When searching pkg-message was added to the website, a different approach was taken than in the past.
In Converting a column-based expression to a row based solution, you can see an index such as “generate_plist_installed_file_gin_idx” gin (to_tsvector(‘english’::regconfig, installed_file)) being used.
However, in When tsvector was working as expected on most hosts, but not one you can see that the tsvector values are being stored in separate columns (pkgmessage_textsearchable and pkgmessage_textsearchable2) using the Generated Columns feature of PostgreSQL. Then an index over that column is created.
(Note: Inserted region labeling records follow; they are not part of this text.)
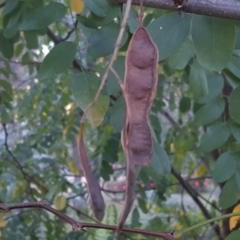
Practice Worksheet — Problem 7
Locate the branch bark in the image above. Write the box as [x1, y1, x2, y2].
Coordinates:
[171, 167, 223, 240]
[0, 201, 174, 240]
[112, 0, 240, 20]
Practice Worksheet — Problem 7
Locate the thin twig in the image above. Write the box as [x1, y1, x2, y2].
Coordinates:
[2, 123, 48, 195]
[0, 201, 174, 240]
[81, 0, 132, 123]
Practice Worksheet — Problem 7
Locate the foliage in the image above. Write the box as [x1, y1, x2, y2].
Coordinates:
[0, 0, 240, 240]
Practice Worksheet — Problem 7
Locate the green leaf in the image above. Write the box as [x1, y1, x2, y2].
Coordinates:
[2, 0, 19, 15]
[199, 123, 230, 152]
[179, 97, 191, 113]
[219, 177, 240, 209]
[24, 31, 38, 49]
[191, 15, 235, 71]
[100, 160, 113, 181]
[150, 141, 171, 174]
[131, 207, 140, 226]
[69, 72, 109, 127]
[102, 132, 121, 163]
[88, 23, 128, 58]
[194, 97, 225, 126]
[110, 96, 125, 132]
[82, 1, 121, 27]
[3, 7, 23, 39]
[84, 0, 108, 17]
[0, 79, 13, 95]
[229, 85, 240, 123]
[225, 230, 240, 240]
[229, 123, 240, 143]
[0, 104, 11, 123]
[235, 30, 240, 49]
[38, 42, 77, 79]
[213, 152, 236, 182]
[106, 56, 125, 96]
[19, 2, 67, 30]
[0, 31, 13, 59]
[54, 195, 67, 210]
[196, 73, 224, 104]
[189, 61, 208, 98]
[127, 7, 139, 34]
[147, 13, 191, 60]
[227, 56, 240, 78]
[169, 39, 194, 70]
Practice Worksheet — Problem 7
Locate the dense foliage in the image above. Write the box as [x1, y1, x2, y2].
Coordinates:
[0, 0, 240, 240]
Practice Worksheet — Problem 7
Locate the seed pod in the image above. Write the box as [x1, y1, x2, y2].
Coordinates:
[78, 124, 105, 221]
[116, 22, 158, 235]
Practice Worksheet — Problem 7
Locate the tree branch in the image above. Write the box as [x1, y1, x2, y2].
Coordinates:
[0, 201, 174, 240]
[2, 123, 48, 195]
[171, 167, 223, 240]
[47, 28, 82, 71]
[111, 0, 240, 20]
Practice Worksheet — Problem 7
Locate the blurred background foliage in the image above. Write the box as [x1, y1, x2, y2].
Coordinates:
[0, 0, 240, 240]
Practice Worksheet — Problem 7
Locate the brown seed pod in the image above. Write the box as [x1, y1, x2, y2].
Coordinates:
[116, 22, 158, 235]
[78, 124, 105, 221]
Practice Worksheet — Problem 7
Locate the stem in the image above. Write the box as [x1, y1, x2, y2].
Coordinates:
[175, 212, 240, 238]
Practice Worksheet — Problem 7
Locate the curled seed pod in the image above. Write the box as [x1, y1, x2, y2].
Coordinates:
[116, 23, 158, 235]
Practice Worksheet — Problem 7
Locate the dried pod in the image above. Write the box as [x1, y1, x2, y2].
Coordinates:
[78, 124, 105, 221]
[116, 24, 158, 235]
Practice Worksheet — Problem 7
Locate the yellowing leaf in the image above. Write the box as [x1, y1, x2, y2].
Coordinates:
[70, 0, 84, 14]
[193, 164, 207, 177]
[0, 215, 7, 228]
[175, 222, 183, 230]
[54, 195, 67, 210]
[229, 204, 240, 231]
[69, 72, 109, 127]
[67, 161, 79, 175]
They look like this:
"ports_pkgmessage_textsearchable2_idx" gin (pkgmessage_textsearchable2)
"ports_pkgmessage_textsearchable_idx" gin (pkgmessage_textsearchable)
The columns would be used like this in a query:
SELECT DISTINCT id as port_id
FROM ports
WHERE pkgmessage_textsearchable @@ websearch_to_tsquery($1) OR
pkgmessage_textsearchable2 @@ websearch_to_tsquery($1)
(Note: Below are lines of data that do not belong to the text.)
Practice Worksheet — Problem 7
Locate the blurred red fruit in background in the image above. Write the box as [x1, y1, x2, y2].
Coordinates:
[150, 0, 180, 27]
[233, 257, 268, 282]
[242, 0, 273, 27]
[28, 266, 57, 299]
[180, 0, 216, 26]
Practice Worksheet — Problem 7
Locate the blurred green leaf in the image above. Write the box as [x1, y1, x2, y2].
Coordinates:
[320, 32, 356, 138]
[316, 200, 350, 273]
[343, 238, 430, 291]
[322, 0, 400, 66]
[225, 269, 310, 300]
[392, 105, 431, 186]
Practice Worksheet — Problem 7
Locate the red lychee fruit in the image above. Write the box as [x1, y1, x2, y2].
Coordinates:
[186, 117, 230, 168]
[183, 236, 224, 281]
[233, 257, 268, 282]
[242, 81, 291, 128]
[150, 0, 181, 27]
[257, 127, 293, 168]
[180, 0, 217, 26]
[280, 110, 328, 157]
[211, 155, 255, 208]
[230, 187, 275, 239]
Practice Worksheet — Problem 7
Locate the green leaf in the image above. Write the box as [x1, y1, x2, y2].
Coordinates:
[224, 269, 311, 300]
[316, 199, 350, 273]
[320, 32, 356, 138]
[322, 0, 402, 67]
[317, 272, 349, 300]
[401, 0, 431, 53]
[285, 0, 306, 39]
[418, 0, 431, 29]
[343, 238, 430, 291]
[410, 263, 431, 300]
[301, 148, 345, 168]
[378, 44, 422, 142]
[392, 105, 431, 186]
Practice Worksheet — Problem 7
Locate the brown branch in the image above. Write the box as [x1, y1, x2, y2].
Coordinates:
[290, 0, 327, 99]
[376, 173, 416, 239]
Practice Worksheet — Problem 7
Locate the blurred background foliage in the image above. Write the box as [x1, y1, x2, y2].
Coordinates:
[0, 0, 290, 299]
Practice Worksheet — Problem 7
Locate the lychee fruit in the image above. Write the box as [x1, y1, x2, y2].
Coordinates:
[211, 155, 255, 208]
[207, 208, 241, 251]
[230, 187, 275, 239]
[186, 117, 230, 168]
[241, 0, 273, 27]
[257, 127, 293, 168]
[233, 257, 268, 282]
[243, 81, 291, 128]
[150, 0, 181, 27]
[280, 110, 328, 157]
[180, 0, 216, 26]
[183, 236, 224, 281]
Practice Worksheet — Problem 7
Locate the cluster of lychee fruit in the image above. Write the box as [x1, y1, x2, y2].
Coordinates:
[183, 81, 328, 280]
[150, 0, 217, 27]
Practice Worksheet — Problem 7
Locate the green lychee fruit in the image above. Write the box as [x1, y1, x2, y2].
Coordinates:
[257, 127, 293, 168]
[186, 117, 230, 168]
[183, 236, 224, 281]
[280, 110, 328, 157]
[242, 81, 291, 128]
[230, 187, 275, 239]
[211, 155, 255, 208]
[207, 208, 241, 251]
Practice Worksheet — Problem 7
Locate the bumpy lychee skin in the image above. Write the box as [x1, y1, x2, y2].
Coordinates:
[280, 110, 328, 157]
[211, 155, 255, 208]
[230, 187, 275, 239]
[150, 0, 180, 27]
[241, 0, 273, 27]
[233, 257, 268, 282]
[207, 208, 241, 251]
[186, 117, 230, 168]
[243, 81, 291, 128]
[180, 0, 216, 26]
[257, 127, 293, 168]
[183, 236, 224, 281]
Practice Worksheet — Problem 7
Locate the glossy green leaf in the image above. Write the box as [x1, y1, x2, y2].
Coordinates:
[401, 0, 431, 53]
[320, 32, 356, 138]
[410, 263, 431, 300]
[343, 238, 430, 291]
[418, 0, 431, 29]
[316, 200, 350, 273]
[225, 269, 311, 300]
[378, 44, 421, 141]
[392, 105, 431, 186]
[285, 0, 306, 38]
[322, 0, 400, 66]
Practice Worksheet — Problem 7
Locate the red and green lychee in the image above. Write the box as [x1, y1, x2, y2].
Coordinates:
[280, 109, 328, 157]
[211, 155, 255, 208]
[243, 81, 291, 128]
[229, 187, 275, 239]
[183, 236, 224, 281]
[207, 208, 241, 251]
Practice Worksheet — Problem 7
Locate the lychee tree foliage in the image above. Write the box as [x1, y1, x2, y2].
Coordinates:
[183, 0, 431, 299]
It was suggested that I could do this instead:
- drop the two auto-generated columns
- drop the two gin indexes
- create two new indexes based on the columns
The query could then be on the original columns:
SELECT DISTINCT id as port_id
FROM ports
WHERE pkgmessage @@ websearch_to_tsquery('english', $1) OR
pkgmessage @@ websearch_to_tsquery('simple', $1)
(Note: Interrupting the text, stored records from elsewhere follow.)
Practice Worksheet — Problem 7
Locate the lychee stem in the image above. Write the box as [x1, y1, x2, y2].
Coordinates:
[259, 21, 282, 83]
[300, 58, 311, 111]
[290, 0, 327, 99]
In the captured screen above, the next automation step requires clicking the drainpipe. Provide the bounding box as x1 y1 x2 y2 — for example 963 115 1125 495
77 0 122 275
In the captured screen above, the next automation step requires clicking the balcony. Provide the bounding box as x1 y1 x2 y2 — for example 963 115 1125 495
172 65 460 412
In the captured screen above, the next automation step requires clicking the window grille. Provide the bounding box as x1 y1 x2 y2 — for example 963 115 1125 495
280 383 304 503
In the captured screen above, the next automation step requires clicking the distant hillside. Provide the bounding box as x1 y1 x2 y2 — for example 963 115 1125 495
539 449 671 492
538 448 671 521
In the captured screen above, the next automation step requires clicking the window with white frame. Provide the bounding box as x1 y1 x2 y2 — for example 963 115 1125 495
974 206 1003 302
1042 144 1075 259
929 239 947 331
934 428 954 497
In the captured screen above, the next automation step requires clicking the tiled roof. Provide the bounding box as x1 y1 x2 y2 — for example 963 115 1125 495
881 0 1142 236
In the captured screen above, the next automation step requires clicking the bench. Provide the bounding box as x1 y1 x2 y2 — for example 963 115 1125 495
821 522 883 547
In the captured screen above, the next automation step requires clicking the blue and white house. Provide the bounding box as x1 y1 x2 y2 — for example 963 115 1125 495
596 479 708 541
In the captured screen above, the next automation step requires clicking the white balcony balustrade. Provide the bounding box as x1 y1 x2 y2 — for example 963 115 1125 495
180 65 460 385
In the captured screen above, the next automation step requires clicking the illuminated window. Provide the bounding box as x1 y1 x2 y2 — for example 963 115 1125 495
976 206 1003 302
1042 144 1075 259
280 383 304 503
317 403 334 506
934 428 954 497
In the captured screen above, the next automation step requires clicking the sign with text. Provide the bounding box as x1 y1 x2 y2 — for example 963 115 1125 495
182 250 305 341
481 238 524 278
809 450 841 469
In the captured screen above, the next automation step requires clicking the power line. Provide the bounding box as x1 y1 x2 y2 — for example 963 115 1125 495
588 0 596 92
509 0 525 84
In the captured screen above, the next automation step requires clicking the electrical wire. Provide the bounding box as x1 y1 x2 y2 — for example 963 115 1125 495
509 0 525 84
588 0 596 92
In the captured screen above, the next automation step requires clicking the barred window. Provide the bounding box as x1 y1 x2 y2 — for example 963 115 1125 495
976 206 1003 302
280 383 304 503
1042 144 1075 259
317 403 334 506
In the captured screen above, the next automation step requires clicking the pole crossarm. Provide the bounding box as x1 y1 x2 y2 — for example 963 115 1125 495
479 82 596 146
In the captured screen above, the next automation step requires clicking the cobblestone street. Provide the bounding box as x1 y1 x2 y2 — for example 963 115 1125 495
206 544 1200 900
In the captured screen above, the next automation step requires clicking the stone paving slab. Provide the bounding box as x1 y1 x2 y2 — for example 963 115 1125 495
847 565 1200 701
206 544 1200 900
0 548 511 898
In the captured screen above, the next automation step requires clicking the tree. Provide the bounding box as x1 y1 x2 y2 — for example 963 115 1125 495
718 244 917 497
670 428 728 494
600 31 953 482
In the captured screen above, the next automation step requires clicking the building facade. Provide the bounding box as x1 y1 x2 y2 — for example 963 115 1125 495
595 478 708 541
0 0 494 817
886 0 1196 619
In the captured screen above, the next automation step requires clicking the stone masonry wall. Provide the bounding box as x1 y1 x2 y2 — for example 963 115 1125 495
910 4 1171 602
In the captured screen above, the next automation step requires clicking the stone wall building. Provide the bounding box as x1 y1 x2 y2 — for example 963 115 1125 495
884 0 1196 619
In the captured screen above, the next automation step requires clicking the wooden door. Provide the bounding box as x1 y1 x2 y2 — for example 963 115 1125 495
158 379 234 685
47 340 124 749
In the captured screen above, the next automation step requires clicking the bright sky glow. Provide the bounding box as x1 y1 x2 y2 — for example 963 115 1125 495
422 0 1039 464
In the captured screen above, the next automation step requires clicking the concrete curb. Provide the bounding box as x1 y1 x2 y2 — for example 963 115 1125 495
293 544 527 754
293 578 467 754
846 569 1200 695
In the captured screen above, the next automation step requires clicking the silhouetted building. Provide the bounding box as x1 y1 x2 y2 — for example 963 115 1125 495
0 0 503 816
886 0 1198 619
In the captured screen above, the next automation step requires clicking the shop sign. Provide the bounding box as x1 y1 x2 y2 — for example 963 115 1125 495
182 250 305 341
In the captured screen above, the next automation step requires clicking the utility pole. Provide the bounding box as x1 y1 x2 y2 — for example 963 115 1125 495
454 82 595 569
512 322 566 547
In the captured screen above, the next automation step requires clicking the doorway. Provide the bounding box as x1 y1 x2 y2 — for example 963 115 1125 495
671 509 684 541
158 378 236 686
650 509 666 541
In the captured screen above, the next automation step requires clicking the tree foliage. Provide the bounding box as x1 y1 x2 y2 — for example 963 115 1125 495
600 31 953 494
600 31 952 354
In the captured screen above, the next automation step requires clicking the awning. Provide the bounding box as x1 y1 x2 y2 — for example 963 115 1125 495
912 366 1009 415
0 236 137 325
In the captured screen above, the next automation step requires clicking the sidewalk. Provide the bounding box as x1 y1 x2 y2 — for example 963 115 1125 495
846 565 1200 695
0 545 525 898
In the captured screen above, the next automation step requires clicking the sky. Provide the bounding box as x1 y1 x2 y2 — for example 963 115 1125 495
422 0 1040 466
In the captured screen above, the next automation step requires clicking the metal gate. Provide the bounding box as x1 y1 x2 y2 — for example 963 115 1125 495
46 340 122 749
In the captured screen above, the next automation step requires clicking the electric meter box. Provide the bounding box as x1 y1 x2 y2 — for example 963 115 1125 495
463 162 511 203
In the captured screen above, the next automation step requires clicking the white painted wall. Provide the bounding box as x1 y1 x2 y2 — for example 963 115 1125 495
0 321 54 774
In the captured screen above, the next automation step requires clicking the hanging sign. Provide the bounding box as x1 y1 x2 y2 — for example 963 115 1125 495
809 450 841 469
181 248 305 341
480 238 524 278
The rest of this post documents the changes.
Database modification
begin;
drop index ports_pkgmessage_textsearchable_idx;
drop index ports_pkgmessage_textsearchable2_idx;
alter table ports drop column pkgmessage_textsearchable;
alter table ports drop column pkgmessage_textsearchable2;
create index ports_pkgmessage_english_idx on ports using gin (to_tsvector('english'::regconfig, pkgmessage));
create index ports_pkgmessage_simple_idx on ports using gin (to_tsvector('simple'::regconfig, pkgmessage));
commit;
Code changes
[dev-nginx01 dan ~/www] % git diff 21:13:21
diff --git a/classes/ports_by_pkg_message.php b/classes/ports_by_pkg_message.php
index ebea978d..1681c695 100644
--- a/classes/ports_by_pkg_message.php
+++ b/classes/ports_by_ .php
@@ -27,8 +27,8 @@ class PortsByPkgMessage extends Port {
FROM
ports
WHERE
- pkgmessage_textsearchable @@ websearch_to_tsquery($1) OR
- pkgmessage_textsearchable2 @@ websearch_to_tsquery($1)
+ pkgmessage @@ websearch_to_tsquery('english', $1) OR
+ pkgmessage @@ websearch_to_tsquery('simple', $1)
)';
function __construct($dbh) {
That’s it
That was tremendously simple. Let’s try the stage database next and see how that affects table size.
freshports.stagegit=# select pg_indexes_size('ports');
pg_indexes_size
-----------------
36372480
(1 row)
freshports.stagegit=# select pg_table_size('ports');
pg_table_size
---------------
275243008
(1 row)
freshports.stagegit=# vacuum analyse ports;
VACUUM
freshports.stagegit=# select pg_table_size('ports');
pg_table_size
---------------
275243008
(1 row)
freshports.stagegit=# select pg_indexes_size('ports');
pg_indexes_size
-----------------
36397056
(1 row)
Let’s do a vacuum first, because we can.
Now for the changes:
freshports.stagegit=# begin;
BEGIN
freshports.stagegit=# drop index ports_pkgmessage_textsearchable_idx;
drop index ports_pkgmessage_textsearchable2_idx;
alter table ports drop column pkgmessage_textsearchable;
alter table ports drop column pkgmessage_textsearchable2;
create index ports_pkgmessage_english_idx on ports using gin (to_tsvector('english'::regconfig, pkgmessage));
create index ports_pkgmessage_simple_idx on ports using gin (to_tsvector('simple'::regconfig, pkgmessage));
DROP INDEX
DROP INDEX
ALTER TABLE
ALTER TABLE
CREATE INDEX
CREATE INDEX
freshports.stagegit=# select pg_table_size('ports');
pg_table_size
---------------
275243008
(1 row)
freshports.stagegit=# select pg_indexes_size('ports');
pg_indexes_size
-----------------
33742848
(1 row)
freshports.stagegit=# commit;
COMMIT
Now a vacuum:
freshports.stagegit=# vacuum analyse ports;
VACUUM
freshports.stagegit=# select pg_indexes_size('ports');
pg_indexes_size
-----------------
36397056
(1 row)
freshports.stagegit=# select pg_table_size('ports');
pg_table_size
---------------
275243008
(1 row)
The index size was unchanged. Same with the table size. So. No big gain, no big loss.
Except that now I have two fewer columns.